Monday, October 15, 2012

Stream of Kasha-ness

We did have kasha for supper last night. Bill said "Where did you get kasha?" It was in a tall glass jar in the kitchen waiting for this moment. I threw in some small white onions chopped into wedges. The kasha was mushy but good, maybe it wasn't toasted. Easting toasted raw kasha sounds like something I'd like. I've had crunchy grain at the beer supply store once. It was malted grain sweet and toasted. The proprietor said he used it on his breads. Bill hasn't made beer in about 15 years.

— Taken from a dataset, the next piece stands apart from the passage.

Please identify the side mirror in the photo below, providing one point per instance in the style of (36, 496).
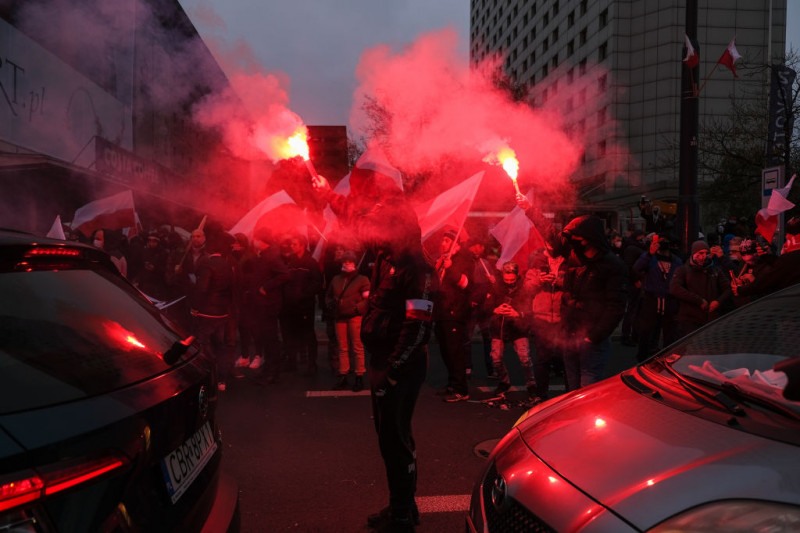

There isn't a grain or a bean I don't like and I always feel like slightly virtuous when I am soaking beans. I think I just like incubating things. At the moment the breads are rising and the 450 degree oven is warming the ice cold kitchen. I just rinsed and am soaking some kidney beans. Speaking of incubating, the pigeons or rock doves abandoned their two eggs in their nest under the eaves outside of our third floor bathroom window. I have threatened to reach out and grab them for an omelet. The neighbors three family house is an arms length away but now it has been over a month of egg watching so I won't. I have seen many rock dove chicks hatch as punk rockers and grow up to be conventional pigeon citizens. The hatching has been entertaining to visiting children and our dogs and cats over the 17 years of living here. I hope the doves come back. Maybe the leftover eggs are preventing new doves from coming. I'm sure there will be a wind or ice storm that will knock the eggs out.

The only food I don't like is liver but I only had it once as a kid and I suspect I might be okay with it now given the opportunity. We bought hobnobs at JobLot last night along with a box of three large bars of black currant soap. It is always fun to see what they have and their food section has grown to four aisles! Shopping there no longer feels like dumpster diving, not that there's anything wrong with that. We used to buy cases of Twinnings black currant tea from our corner market when we lived on the west end in Providence in 1988. Back then we timed our tea because after five minutes the tea tasted like pencil lead. I drank a pot of tea or more with milk and honey every morning for courage before I could venture out of the apartment to walk my black Lab, Ruby. That neighborhood was annoying because people were assuming we were just like them! It was a bunch of neighborhood re-vitalizers trying to run our life and get us to buy the run down dark green house we were renting. The porch had no railing and was overlooking an empty boarded up maroon house and an alley where we occasionally heard gunshots. NO WAY will I stay here! I don't think I ever fully unpacked and moved in. I had a studio in the CIC building and would bicycle back and forth while Ruby, a puppy, was like a loose lawn mower. She chewed holes in everything we owned. I remember buying a whole chicken one night and bicycling home with it in the dark while having difficulty steering.

We moved to Woonsocket in 1988 to squat in a tiny rubble construction mill on the Blackstone river as we tried to buy it from the little old man who was ready to sell it to us, as soon as we got financing and a bunch of people involved. The bank crisis happened and that was the end of that adventure. But it had been a year and a half of showering at the YMCA and cooking on a hot plate and sleeping on a single mattress mounted on a hollow door in the 10' by 10' red and black linoleumed fluorescent lit machine shop office. It was comfortable and with our two eighty pound dogs squeezed into the remaining spaces on the bed. We were warm! My brother in law Jeffrey slept on my layout table one Christmas eve when he was visiting from Spain. We even had one party there with people drawing in chalk on the cement floor and kids being pulled around the room on the industrial dolly. I remember taking a day to wash up after the party heating the tan enamel dye pot from college, full of water on the hot plate to warm the water. My vintage 25 dollar washing machine was hooked up to the mill sink too and I would hang my wet clothes on a clothesline in my studio.

I like living in a city neighborhood although I still fantasize about living in the huge firehouse on Cumberland Hill road or the one on North Main Street but luckily they are working fire stations as they'd be saving us if we needed it. I did live in a cottage in Carrborro NC and the landlady Frances Parks Lloyd set the house on fire! Luckily I was not inside. Her ex husband was the fire chief. She was diabetic and didn't always take her insulin. That's another story. Unfortunately for her she had a witness - a contractor waiting in a nearby driveway to start work. He saw her go in and then come out a few minutes later, the house ablaze. I was flown from Providence to North Carolina to the Hillsboro court house to testify. I wore a black 1950's pinstripe dress I called my Perry Mason dress that I had found in a thrift store--it had rhinestones on the collar. I still have it. The detectives brought in the floor of the cottage to show that the fire had been set. That was in 1982.

An owner of a vintage fire truck wants to hire us to be his vintage fire brigade band. So we are all excited about the song possibilities (we compose or adapt our own) and the wool coats and caps provided we're not playing in July.

The sky is orange. Dawn is delicious.